DS is 10 months old. He has not had any gluten products (we have a lot of celiacs in family), no dairy, no meat (I'm vegetarian), no nuts, no oranges or tomatoes. He just recently started eating berries, he eats lentils and loves them. We give him quinoa, spelt and kamut pasta and flakes.
What foods are you withholding from your LO- why and how long? - Page 3
The AAP's flip-flop on timing of introduction of solids in order to reduce allergies has me all confuzzled. My gut instinct says the current version (delaying introduction contributing to allergies) is closer to correct... but it was easier just to avoid potential allergens!
DD (5 mo) has a sensitive belly, and has shown some sort of reaction (crying fits, hives, gas, mucousy and/or green poop) to several of the Top 8 allergens (and a few other things) through breastmilk. So it seems sensible to hold off on those for a while.
Where I get mixed up is whether I should be introducing foods our family doesn't eat regularly. Peanuts and wheat, for example. She's sensitive to them now, and our family doesn't eat them as a rule. But they're ubiquitous in the standard American diet, to the extent that many people can't conceive of how they'll feed their kids if they can't make a peanut butter sandwich. It's fairly safe to assume she'll eat them at some point, so I'd prefer her be able to handle them without serious problems.

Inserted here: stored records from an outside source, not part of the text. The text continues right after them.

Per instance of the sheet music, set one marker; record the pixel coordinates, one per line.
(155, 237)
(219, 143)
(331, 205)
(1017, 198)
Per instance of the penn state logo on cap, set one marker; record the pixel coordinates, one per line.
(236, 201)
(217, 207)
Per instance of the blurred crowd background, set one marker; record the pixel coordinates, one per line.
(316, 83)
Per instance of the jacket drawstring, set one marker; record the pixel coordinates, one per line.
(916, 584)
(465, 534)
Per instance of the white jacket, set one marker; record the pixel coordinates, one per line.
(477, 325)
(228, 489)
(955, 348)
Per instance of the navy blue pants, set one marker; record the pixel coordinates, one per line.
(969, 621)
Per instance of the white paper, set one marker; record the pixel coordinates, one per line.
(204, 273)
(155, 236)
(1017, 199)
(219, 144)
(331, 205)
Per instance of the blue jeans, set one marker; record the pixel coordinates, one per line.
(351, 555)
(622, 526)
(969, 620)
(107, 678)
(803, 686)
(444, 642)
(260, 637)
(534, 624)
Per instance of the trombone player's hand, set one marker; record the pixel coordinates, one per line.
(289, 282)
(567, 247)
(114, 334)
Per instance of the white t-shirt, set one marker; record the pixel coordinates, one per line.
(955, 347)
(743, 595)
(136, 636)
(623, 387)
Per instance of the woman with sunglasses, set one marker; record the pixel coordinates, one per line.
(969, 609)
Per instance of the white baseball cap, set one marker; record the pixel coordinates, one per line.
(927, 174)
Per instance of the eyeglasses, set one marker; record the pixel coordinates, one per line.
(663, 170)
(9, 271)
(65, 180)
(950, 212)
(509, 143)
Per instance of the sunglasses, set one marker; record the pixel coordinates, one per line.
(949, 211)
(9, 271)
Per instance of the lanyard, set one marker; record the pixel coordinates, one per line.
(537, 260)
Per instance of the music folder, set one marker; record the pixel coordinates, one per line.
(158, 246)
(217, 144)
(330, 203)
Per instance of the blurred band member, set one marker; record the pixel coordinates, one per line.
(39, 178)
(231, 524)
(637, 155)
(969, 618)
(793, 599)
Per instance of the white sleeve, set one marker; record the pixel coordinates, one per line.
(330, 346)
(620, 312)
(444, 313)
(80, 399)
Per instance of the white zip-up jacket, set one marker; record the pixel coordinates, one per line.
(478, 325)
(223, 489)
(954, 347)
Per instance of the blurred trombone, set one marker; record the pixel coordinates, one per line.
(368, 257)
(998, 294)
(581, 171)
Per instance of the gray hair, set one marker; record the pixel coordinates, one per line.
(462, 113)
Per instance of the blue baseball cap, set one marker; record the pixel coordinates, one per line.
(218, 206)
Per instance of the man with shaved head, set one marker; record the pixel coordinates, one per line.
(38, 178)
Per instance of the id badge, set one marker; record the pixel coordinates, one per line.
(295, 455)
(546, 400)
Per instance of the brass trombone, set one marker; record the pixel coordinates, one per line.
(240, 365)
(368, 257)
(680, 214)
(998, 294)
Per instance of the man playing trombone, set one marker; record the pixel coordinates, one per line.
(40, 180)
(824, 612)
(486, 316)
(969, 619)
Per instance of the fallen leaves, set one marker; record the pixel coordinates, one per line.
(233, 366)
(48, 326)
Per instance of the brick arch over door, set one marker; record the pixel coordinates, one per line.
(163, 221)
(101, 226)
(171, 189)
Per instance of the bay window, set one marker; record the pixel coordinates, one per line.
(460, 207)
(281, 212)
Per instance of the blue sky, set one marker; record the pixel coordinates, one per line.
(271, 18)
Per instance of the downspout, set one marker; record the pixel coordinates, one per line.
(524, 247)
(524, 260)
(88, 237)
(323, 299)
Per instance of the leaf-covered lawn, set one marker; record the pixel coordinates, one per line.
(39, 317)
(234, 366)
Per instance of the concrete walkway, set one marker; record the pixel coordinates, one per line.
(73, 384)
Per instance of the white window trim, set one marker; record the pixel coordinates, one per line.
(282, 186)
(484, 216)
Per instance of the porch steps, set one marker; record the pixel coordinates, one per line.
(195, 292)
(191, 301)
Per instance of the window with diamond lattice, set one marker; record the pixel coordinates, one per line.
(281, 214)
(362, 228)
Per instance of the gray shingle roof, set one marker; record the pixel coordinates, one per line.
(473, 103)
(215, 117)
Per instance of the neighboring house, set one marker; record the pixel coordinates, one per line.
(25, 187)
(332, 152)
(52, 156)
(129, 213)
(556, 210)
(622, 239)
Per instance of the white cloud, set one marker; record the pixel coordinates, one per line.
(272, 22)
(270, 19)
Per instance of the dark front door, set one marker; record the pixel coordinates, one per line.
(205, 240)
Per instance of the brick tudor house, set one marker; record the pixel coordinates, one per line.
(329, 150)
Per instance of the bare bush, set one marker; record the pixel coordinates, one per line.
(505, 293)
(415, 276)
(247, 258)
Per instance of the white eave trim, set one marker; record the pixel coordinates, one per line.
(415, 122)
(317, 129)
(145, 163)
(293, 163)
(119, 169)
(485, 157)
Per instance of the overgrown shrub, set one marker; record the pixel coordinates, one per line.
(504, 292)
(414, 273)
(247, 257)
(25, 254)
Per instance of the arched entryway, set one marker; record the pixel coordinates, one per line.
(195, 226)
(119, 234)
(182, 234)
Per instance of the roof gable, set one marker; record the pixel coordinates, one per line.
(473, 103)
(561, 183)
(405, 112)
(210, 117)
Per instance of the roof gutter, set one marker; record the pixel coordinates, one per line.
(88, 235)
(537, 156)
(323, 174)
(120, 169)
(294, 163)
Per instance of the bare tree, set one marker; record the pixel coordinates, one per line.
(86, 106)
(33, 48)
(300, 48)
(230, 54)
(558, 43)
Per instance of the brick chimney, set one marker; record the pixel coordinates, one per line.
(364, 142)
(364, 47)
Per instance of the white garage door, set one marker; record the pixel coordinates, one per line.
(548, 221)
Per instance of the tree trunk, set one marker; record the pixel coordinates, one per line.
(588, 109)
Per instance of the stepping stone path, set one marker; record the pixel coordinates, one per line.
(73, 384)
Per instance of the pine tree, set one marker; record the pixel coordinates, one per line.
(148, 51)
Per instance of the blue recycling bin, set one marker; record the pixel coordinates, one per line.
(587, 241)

I realize I'm probably overthinking this, as most people don't go on to develop life-threatening allergies to things they aren't introduced to as babies regardless. If she was a less sensitive baby, I probably wouldn't give it a second thought and just introduce her to what our family eats.
I know how you feel. My gut says delayed is better, but that is just my gut. We started around 7 months, but my girl is so not a solids kid. She is about a year old and eats very, very little.
As for the foods that you don't eat regularly, I wouldn't stress them, personally. A peanut butter sandwich won't be a go-to in your household, so why worry? There are plenty of foods I never had growing up because either my family didn't eat them (like pork), or because I was picky picky picky (like a TON of other foods). I don't have any allergy problems with them now, so I don't think that you're going to automatically run into issues with peanuts or wheat with your boy just because you don't give them to him now.
I can't remember when they are allowed honey -- make 2 years old?
I gave DD anything and everything we were eating to try, once I wanted her to start eating food. She had tastes of fruits I was eating from 5-6 months and then at 7 months I started giving her more. I'm vegetarian, so she is too :) But the only thing I held off on before 1 year was peanut butter and honey. Peanut butter I waited on because I was scared to give it before age 1, but we did end up letting her try some a few days before her bday. Honey because of the botulism risk (?? maybe it's some other illness, either way).
It's just a different school of thought. Many believe that a) white rice cereal is nutritionally useless and isn't an ideal early food at all and b) delaying grains is better for underdeveloped digestive systems. There is some research that people talk about that states that the enzymes required to properly digest grains don't develop until after one.
The book, Nourishing Traditions talks a little bit about this and I think it is due to the fact that we as a species started out as a hunter gatherer species and not as an agricultural species. Therefore, our bodies have not really evolved to concern certain things at young ages and babies especially do not have the enzymes to digest grains (and this day and age, grains are not prepared in a way that makes it easier for adults even to digest them, most are soaked/fermented before being made). This article goes a little into it http://www.thehealthyhomeeconomist.com/2010/05/right-way-to-feed-babies/ I think her language gets a bit blunt but she makes some interesting points. This article goes more into first foods for babies: http://westonaprice.org/childrens-health/317-nourishing-a-growing-baby Reading that has me thinking that maybe I should look into introducing a bit of meat the baby. My older daughter does not eat meat much at all and I don't want this baby to get the same idea especially with her weight being where it's at.
It's hard to know exactly what to do when it comes to feeding our little ones, that's for sure!